Он молчит, не слышит вопроса или не хочет ответить, потом – снова падают в ожидающую тишину его слова:
– Жития надо знать, а кто их знает – жития? Что мы знаем? Живем без окрыления… Где – душа? Душа – где? Подлиннички… да! – есть. А сердца нет…
Эти думы вслух вызывают у всех, кроме Ситанова, насмешливые улыбки; почти всегда кто-нибудь злорадно шепчет:
– В субботу – запьет…
Длинный, жилистый Ситанов, юноша двадцати двух лет, с круглым лицом без усов и бровей, печально и серьезно смотрит в угол.

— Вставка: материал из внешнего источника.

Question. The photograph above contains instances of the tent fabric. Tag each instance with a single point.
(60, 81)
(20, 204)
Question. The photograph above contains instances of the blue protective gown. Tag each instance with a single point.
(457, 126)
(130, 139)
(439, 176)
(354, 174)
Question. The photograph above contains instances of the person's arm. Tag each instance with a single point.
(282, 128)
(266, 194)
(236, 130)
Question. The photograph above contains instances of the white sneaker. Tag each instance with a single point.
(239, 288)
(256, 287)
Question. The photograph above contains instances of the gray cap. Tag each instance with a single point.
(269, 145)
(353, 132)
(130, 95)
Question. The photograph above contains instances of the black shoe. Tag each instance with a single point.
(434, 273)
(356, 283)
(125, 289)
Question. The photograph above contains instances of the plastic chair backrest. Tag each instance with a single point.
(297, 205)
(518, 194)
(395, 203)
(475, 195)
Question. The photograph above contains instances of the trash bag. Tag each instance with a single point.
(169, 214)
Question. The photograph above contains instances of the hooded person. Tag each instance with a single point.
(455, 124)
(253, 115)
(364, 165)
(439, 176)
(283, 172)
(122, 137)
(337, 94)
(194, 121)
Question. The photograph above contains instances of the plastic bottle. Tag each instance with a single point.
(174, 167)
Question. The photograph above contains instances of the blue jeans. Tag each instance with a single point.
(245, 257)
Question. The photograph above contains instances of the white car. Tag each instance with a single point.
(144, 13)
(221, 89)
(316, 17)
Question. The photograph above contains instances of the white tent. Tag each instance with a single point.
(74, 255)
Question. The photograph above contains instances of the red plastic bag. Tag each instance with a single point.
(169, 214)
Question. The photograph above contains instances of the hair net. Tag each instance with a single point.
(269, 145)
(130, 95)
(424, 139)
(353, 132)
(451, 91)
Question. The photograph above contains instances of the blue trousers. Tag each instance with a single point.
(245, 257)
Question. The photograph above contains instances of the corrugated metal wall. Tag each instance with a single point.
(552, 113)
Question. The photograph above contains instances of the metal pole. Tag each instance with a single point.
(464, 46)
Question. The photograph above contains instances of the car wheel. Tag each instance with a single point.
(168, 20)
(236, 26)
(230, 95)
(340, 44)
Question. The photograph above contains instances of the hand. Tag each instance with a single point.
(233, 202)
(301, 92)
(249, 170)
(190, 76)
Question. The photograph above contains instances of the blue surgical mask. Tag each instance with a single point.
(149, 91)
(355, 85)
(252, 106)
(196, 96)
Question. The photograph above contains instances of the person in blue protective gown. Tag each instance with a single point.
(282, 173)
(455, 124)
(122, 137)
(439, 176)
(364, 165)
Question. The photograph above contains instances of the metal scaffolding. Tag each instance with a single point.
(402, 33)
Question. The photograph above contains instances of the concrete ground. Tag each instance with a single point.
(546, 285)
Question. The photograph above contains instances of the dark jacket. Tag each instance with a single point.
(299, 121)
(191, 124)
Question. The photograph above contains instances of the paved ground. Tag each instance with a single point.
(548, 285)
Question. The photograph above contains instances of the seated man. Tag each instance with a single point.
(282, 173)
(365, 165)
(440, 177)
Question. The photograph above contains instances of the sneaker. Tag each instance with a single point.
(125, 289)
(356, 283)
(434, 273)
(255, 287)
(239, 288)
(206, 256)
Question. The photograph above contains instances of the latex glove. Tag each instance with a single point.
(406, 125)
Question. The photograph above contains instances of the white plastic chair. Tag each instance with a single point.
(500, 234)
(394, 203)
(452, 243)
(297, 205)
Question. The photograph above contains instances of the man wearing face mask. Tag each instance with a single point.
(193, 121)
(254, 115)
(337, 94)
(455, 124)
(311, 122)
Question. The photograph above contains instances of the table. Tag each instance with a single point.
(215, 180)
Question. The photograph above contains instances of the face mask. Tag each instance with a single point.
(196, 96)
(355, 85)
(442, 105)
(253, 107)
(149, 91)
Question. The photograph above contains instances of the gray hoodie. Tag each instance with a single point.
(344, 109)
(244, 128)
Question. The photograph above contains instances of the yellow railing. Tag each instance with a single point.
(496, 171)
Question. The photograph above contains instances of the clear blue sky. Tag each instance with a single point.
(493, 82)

Помню, закончив копию Феодоровской божией матери, кажется, в Кунгур, Жихарев положил икону на стол и сказал громко, взволнованно:
– Кончена матушка! Яко чаша ты, – чаша бездонная, в кою польются теперь горькие, сердечные слезы мира людского…
И, накинув на плечи чье-то пальто, ушел – в кабак. Молодежь засмеялась, засвистала; люди постарше завистливо вздохнули вслед ему, а Ситанов подошел к работе, внимательно посмотрел на нее и объяснил:
– Конечно, он запьет, потому что жалко сдавать работу. Эта жалость не всем доступна…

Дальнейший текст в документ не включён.